Thursday, June 21, 2007

Retired generals discuss Iraq exit in New Hampshire

Brig. General John Johns, a Council for a Livable World board member, and Lt. General Robert Gard, Senior Military Fellow at the Center for Arms Control and Non-Proliferation, are up in New Hampshire right now speaking about responsible U.S. exit strategies from Iraq.

The trip, organized by a number of activist groups, is explained in greater detail at StandUpCongress.

The AP ran a nice piece on Johns and Gard this morning that was printed in the Concord Monitor, Foster's Daily Democrat, and Nashua Telegraph in NH. That's what I call targeted messaging.

Here are some highlights from the press coverage:

Retired generals against the Iraq war are bringing their message to New Hampshire, the first primary state and home to vulnerable Republican U.S. Sen. John Sununu. 

Gen. Robert Gard and Brig. Gen. John Johns, both retired, are teaming up with Win Without War, a group pushing for American withdrawal from Iraq within one year, and are scheduled to speak at a town-hall-style meeting today in Manchester. Win Without War was founded in 2002 and counts, NAACP, Sierra Club, National Organization for Women and several church groups among its coalition members.


Johns, 79, said he is an independent who voted for Democrats Al Gore in 2000 and John Kerry in 2004. But he said his opinion of President Bush did not sour until 2002, when talk surfaced of invading Iraq. 

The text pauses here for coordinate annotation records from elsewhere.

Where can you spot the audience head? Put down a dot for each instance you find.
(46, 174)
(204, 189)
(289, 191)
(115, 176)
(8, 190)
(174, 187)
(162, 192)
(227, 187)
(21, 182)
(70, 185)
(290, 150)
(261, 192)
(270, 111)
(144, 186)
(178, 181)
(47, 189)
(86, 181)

"It was one of the great blunders of history to go in the way that we did," said Johns, who retired from the military in 1978. 

"I was indifferent until 2002, when it became clear that he planned to go unilaterally into Iraq. . . . At that point, I became an activist."

Gard said he voted for Bush in 2000. "That was a bad mistake on my part, and I knew it as early as 2002," Gard said, echoing Johns's comments. He said increasing U.S. troop levels in Iraq now is not a solution that can lead to a military victory or stabilizing the country. "It's not winnable with military force. We are exacerbating, not solving, the problem," Gard said.